Dans ce très beau livre, on y apprend « sa vie, son œuvre », on découvre sa région, sa Loire, il nous présente ses restaurants, ses équipes, sa famille et nous offre des recettes fort appétissantes, d’autant qu’elles sont illustrées de photos qui vous mettent l’eau à la bouche.
Une ode à la gastronomie, à une région, à une passion qui ne vous donne qu’une envie : découvrir les bords de Loire, ses restos, sa cuisine qui fait démentir le proverbe « Il n’est de bon bec que de Paris »… Dans nos provinces aussi on découvre des trésors gastronomiques !
DAVE : « Cuisinez-moi » (Ed Cherche Midi)
Dans un tout autre genre, dans un tout autre pays et avec l’humour qu’on lui connaît, c’est l’ami Dave qui nous propose de combiner sa vie d’artiste, d’homme… et de cuisinier !
Né à Amsterdam, sa vie d’artiste commence à 14 ans. Il sera aventurier, beatnik, faisant la manche pour chanter, vivant sur un bateau. Petit, il vivait dans les tabliers de sa mère et c’est avec elle qu’il a appris à être gourmand, gourmet et cuisinier à ses heures perdues.
Avec tout ça il deviendra chanteur, avec le succès que l’on sait car il avait tous les atouts en main : un physique de lutin malin, un joli accent, toujours le sourire et le mot drôle aux lèvres, une voix ample et puissante et des chansons qui ont très vite grimpé dans les hits.
A travers sa vie de chanteur, il a connu nombre de pays et il a toujours aimé voyager, s’imprégner du lieu où il pose ses valises et où il découvre les différentes cuisines, passion qu’il gardera toujours car il est un épicurien pur jus. Et quand on aime manger, on aime aussi cuisiner, ce qu’il fait dès qu’il le peut.
Du coup, plutôt que de nous offrir une banale bio (il a déjà parlé de lui dans d’autres livres) il nous raconte des moments de sa vie d’enfant, d’ado, de chanteur, des anecdotes, le tout agrémenté de recettes de cuisine. Nombre de souvenirs d’ailleurs se mêlent à ses sensations premières des odeurs de la cuisine de sa mère.
Il raconte, il se raconte et il nous ouvre son livre de recettes, des croquettes de bœuf au paillasson de pommes de terre, des patates douces au carvi aux betteraves crapaudines de Mark’s, du granola tutti-frutti à la caponata… Des recettes prises et apprises à Marseille, en Italie, aux Pays-Bas bien sûr, en Martinique, en Irlande, souvent grâce à des chefs ou des cuisinières qu’il a rencontrés dans ses pérégrinations.
En fait, on parcours sa vie avec curiosité et avec l’eau à la bouche à chaque étape d’une recette qu’il nous propose, avec joie, avec humour… Un livre qui lui ressemble.
Patrick CARPENTER & Alain MOREL : « Inoubliable Johnny » (Ed de l’Archipel)
Un an déjà.
Et encore des dizaines de livres sur l’idole éternelle qu’est et restera Johnny Hallyday.
Evidemment, il faut trier car on y trouve tout et n’importe quoi.
Pourtant, les éditions de l’Archipel nous proposent deux livres, très différents et à mon avis, plus intéressants que d’autres.
Cet « Inoubliable Johnny » est un superbe album avec près de 300 photos inédites et présentées de façon originale, sous forme d’un index alphabétique : A comme Aznavour, H comme Harley, G comme guitares, R comme… Rock évidemment, Y comme Yéyé… etc…

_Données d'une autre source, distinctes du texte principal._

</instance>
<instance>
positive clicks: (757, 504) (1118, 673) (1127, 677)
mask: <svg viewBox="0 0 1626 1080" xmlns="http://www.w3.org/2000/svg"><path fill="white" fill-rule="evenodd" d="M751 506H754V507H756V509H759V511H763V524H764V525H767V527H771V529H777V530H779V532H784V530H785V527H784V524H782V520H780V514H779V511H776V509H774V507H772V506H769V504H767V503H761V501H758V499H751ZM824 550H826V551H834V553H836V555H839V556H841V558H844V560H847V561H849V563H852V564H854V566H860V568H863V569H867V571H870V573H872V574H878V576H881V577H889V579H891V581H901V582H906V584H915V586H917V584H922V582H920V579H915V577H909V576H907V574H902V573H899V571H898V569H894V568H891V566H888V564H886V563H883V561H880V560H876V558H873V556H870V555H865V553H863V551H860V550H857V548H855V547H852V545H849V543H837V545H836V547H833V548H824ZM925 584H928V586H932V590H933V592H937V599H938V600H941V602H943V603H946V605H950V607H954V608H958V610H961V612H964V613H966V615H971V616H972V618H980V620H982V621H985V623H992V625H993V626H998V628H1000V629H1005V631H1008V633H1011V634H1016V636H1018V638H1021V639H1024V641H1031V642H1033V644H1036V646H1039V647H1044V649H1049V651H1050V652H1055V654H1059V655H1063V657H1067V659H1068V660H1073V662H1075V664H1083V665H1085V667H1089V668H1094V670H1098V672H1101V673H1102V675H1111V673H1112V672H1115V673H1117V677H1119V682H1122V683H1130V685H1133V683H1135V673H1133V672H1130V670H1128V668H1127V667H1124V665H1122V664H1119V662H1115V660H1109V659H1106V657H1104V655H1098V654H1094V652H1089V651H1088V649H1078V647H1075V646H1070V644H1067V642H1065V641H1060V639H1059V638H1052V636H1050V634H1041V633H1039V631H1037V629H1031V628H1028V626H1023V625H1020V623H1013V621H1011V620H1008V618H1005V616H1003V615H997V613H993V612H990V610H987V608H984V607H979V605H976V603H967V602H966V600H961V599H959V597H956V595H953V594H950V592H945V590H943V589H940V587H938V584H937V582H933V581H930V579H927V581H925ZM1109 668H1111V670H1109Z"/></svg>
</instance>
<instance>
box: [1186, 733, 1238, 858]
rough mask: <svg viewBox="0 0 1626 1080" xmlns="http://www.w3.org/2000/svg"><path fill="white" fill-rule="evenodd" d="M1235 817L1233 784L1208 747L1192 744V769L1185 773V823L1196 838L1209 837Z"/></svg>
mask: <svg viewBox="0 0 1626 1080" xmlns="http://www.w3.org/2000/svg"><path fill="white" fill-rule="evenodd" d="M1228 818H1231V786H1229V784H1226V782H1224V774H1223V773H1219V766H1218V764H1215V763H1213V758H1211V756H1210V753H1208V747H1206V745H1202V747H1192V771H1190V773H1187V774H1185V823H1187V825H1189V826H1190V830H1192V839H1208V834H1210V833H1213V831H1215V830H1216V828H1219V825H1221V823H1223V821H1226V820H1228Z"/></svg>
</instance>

Et c’est à chaque fois des photos se rapportant aux thèmes choisis par le photographe Patrick Carpentier qui, durant quarante ans, photographia notre idole dont il était fan et Alain Morel, mon ami journaliste qui a déjà à son actif quelques livres, dont celui de Michel berger et France Gall qu’il a rencontrés pour une interview le jour même où est décédé Michel à Ramatuelle. Ramatuelle où nous travaillions souvent de concert sur l’émission de radio journalière qui se déroulait en direct durant le festival alors dirigé par un autre ami : Jean-Claude Brialy. C’est d’ailleurs durant le festival qu’el est décédé.
Très beau livre, très belle présentation et des photos que les fans prendront plaisir et nostalgie à découvrir.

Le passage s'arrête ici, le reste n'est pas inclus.